During these times of fast technological development, local banks should put those tasks on top oftheir agenda, in addition to continuously cutting lending interest, controlling inflation and resolving bad debts, the premier said during a meeting to kick-start the banking sector’s 2018 action plan in Hanoi.
“The Fourth Industrial Revolution has brought about new issues such as cryptocurrency, which in turn creates new challenges for monetary policymakers, so the banking sector should proactively address these problems,” PM Phuc underlined.
He recommended that the banking sector should soon develop a set of measures to regulate bitcoin, a digital currency that uses cryptography for security, and other electronic currencies and assets.
“Banks should also boost the development of modern applications to catch up with the Fourth Industrial Revolution and ensure security, limit risks that come along with technology,” the PM added.
In October 2017, the State Bank of Vietnam outlawed cryptocurrency as a means of payment, while the amended Vietnamese Penal Code, taking effect on January 1, also criminalizes the issuance, supply and usage of cryptocurrency.
|A woman accesses her account on a bitcoin ATM in Ho Chi Minh City. Photo: Tuoi Tre|
Resolving bad debts
At Tuesday’s meeting, the prime minister also hailed the banking sector for their joint effort in several impressive economic performances Vietnam made last year, including a 3.53 percent inflation rate, which came out much lower than targeted, a record of US$53 in billion foreign reserves and a decade-high 6.8 percent GDP growth rate.
“The macroeconomic stability and economic growth that exceeds targets indicate a significant contribution of the banking sector and illustrate that [our] monetary policies were a success,” the PM underlined.
The annual lending interest rate in Vietnam was cut by 0.5 to 1 percent last year, reducing the cost pressures for businesses that had to borrow loans for production, but “banks should also consider cutting the rate by 0.5 percent this year for the public and national interests,” PM Phuc said.
|A man counts U.S. dollar banknotes at a bank in Ho Chi Minh City.

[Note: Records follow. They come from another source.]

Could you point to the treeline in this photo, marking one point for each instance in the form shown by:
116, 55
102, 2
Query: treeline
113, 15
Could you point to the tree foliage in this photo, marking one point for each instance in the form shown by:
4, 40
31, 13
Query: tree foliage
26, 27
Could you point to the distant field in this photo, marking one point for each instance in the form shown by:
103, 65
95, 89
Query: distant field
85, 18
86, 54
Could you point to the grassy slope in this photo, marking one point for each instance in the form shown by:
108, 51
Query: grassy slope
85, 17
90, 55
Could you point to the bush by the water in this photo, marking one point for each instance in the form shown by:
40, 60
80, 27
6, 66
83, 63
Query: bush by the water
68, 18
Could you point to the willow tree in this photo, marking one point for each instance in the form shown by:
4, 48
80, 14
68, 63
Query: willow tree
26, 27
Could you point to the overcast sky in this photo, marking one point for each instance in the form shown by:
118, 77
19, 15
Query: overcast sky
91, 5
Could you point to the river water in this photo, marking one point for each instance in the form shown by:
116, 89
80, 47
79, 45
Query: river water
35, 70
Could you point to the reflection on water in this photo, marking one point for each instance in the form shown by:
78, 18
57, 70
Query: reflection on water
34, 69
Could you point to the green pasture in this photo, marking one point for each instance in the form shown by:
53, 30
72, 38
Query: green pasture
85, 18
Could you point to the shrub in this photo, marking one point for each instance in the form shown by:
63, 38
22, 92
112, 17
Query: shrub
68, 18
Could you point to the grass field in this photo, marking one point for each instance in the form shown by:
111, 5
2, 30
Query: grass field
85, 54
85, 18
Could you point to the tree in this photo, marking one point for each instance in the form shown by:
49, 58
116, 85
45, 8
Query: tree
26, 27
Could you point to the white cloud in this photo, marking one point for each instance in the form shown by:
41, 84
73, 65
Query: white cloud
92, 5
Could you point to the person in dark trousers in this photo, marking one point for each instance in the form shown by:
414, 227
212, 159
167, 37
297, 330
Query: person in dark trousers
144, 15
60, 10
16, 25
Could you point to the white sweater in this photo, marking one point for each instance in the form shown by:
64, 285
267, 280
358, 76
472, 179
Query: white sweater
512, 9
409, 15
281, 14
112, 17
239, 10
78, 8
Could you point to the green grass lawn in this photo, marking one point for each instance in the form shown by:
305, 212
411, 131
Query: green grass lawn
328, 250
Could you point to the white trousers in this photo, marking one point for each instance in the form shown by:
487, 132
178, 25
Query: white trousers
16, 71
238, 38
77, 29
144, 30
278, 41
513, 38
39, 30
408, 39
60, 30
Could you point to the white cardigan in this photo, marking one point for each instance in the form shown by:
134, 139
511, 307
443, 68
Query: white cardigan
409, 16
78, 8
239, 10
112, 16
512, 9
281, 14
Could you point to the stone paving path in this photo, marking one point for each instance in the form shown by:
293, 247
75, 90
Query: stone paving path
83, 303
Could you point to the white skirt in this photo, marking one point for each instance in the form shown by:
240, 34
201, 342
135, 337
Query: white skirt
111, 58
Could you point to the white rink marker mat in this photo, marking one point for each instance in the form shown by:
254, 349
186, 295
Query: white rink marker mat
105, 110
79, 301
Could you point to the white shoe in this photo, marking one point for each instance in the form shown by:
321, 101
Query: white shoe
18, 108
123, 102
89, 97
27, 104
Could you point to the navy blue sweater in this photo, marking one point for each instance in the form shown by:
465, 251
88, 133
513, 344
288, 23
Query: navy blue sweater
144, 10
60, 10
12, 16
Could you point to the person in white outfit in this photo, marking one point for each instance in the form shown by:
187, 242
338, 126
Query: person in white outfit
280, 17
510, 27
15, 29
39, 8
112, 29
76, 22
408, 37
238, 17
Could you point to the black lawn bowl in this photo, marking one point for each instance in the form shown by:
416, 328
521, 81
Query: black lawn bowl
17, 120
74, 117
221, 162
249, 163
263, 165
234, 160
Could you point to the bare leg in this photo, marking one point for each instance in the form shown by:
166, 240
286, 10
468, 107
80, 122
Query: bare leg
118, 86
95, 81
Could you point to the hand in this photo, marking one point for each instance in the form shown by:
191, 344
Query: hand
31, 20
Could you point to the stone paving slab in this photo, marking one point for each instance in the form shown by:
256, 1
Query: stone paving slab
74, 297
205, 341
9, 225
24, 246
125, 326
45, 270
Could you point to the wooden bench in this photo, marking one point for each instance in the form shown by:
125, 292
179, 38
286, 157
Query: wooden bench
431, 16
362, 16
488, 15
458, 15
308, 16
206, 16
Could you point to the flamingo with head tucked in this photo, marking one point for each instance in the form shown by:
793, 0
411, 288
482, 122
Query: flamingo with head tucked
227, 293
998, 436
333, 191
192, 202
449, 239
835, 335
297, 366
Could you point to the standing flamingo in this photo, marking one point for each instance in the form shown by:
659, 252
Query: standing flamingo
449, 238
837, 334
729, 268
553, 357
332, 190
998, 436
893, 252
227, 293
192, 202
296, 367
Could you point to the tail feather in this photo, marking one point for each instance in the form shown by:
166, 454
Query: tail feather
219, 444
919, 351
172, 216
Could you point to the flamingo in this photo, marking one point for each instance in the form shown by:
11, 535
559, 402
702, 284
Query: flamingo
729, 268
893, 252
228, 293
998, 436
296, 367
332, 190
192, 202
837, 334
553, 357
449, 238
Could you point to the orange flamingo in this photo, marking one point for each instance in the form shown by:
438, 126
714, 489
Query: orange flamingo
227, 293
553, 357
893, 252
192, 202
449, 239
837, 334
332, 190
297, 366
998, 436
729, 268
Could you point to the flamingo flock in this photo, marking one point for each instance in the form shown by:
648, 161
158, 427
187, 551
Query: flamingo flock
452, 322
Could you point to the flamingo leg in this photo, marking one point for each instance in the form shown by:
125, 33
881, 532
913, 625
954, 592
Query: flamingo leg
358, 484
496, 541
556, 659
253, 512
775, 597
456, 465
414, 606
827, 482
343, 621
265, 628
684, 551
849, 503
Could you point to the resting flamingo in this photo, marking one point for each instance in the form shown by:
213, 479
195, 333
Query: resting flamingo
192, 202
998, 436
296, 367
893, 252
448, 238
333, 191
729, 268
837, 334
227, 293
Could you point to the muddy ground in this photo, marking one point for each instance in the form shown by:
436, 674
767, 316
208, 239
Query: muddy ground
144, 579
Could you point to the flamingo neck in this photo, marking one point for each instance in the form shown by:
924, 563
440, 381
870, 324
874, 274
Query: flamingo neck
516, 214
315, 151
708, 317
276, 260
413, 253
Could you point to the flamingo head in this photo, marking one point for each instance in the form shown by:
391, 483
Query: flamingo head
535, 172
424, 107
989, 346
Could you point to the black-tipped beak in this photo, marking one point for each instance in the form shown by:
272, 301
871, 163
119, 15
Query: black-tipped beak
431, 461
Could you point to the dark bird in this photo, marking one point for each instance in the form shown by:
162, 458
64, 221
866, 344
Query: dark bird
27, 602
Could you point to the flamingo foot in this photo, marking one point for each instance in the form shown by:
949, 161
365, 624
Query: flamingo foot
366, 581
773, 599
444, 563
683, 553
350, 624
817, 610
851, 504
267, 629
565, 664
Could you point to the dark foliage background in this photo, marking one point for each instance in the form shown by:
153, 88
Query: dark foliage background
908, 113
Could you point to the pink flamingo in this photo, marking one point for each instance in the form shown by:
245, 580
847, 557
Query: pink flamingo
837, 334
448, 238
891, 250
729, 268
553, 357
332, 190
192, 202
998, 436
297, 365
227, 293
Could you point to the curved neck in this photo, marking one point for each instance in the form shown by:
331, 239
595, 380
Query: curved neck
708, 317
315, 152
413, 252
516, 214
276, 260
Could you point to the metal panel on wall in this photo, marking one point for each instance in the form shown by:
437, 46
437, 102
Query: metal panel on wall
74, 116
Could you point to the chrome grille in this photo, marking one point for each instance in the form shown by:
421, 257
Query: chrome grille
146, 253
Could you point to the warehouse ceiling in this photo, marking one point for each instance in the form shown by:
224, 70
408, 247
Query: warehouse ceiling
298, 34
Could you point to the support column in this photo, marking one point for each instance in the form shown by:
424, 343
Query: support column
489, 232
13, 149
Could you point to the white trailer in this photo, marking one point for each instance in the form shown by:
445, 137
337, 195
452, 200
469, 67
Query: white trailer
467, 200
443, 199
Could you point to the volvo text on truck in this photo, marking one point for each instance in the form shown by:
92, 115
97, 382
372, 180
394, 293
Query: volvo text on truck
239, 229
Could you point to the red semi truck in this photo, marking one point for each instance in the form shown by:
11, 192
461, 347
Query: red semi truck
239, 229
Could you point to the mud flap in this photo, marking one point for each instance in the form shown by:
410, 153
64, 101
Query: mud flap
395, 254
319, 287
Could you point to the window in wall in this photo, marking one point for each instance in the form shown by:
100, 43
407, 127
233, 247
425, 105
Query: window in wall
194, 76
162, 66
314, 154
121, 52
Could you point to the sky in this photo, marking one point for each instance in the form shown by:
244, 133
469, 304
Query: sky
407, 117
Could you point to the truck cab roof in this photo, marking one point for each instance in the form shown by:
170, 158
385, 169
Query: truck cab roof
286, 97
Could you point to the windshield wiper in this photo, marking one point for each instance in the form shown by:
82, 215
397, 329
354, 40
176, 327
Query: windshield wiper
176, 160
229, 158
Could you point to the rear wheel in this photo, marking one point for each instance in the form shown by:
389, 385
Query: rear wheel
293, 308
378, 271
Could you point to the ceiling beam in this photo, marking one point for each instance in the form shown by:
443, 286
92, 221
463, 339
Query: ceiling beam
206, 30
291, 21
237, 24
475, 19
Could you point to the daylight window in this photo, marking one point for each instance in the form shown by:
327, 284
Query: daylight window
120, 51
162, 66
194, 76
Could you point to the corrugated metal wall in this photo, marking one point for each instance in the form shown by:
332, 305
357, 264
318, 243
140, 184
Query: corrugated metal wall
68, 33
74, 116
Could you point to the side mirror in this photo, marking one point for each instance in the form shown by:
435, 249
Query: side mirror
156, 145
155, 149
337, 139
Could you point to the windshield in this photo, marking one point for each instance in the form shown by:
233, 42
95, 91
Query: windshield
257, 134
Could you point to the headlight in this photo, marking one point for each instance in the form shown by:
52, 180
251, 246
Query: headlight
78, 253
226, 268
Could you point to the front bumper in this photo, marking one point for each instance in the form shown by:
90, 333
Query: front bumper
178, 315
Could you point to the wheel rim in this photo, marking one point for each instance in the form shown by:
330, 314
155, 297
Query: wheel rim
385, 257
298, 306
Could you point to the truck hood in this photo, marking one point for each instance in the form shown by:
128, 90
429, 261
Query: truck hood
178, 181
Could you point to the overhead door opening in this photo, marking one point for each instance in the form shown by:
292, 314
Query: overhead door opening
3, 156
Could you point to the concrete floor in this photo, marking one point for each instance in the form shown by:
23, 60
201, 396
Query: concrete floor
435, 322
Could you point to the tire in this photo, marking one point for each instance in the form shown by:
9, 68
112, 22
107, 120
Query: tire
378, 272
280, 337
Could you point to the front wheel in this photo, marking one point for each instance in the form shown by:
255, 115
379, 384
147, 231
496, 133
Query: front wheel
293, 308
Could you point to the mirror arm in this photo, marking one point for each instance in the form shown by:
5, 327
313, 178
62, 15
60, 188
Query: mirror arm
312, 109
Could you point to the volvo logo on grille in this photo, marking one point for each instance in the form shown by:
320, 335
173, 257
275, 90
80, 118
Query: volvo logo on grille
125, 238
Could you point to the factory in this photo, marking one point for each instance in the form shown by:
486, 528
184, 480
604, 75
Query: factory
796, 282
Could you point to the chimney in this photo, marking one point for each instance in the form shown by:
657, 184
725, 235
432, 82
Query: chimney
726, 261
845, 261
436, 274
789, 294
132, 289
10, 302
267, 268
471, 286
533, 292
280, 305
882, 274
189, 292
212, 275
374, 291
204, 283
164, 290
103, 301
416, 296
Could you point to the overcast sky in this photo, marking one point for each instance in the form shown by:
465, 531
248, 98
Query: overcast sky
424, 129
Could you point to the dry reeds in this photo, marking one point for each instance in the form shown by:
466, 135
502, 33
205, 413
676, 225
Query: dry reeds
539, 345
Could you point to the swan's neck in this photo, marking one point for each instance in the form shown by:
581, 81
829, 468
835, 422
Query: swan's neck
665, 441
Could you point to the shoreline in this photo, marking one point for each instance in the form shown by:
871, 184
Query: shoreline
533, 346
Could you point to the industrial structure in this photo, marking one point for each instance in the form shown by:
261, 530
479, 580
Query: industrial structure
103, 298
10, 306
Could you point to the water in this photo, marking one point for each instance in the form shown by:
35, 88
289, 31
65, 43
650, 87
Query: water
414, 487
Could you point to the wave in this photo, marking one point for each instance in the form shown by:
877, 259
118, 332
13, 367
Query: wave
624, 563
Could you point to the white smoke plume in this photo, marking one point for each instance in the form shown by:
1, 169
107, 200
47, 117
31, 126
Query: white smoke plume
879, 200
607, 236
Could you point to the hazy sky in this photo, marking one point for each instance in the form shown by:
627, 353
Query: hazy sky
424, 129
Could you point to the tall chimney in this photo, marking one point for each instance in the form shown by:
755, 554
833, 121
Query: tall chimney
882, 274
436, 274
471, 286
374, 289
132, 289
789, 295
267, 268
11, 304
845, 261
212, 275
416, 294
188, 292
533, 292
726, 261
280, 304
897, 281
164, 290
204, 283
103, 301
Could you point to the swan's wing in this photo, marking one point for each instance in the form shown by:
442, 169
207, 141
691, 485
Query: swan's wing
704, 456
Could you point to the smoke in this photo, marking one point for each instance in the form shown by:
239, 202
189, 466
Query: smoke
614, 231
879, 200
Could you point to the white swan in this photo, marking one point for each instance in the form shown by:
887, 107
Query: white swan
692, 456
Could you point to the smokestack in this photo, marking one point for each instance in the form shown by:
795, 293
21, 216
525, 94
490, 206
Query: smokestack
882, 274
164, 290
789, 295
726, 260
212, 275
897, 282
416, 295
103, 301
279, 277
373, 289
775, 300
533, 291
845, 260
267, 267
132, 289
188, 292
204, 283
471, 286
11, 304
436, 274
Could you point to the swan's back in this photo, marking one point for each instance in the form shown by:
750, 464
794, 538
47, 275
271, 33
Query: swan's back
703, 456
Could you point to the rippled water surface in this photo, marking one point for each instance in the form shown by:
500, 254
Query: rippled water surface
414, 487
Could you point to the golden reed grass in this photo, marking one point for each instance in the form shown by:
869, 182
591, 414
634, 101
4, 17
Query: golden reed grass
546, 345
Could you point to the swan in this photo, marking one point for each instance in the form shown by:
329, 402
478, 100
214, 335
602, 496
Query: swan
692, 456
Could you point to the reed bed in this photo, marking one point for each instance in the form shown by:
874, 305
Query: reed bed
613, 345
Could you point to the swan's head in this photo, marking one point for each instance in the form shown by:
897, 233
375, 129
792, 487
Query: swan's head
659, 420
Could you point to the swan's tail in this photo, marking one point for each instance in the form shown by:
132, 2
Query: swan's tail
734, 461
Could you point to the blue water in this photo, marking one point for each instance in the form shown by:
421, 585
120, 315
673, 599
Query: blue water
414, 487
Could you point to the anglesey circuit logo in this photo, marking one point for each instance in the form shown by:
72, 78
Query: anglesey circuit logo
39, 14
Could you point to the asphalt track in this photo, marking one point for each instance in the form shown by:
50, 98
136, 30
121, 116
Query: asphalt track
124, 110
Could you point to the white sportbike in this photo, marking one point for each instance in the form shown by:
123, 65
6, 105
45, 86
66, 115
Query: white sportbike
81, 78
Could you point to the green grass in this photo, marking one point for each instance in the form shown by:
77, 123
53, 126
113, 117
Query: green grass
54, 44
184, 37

Photo: Tuoi Tre|
The prime minister also pointed out several shortcomings of the banking system, including risks in lending to such fields as real estate, stocks and build-transfer-operate infrastructure projects, which may lead to nonperforming loans, or bad debts.
PM Phuc thus requested that the banking sector should go on with keeping the foreign exchange rate stable, controlling the consumer price index at four percent and maintaining credit growth at 18 to 20 percent in 2018.
“Banks should continue to keep a watchful eye on credits given to risky sectors and resolve bad debts,” he said.
“We have learned costly lessons from previous wrongdoings, and I believe without adequate supervision, we will repeat the mistakes in 2018.”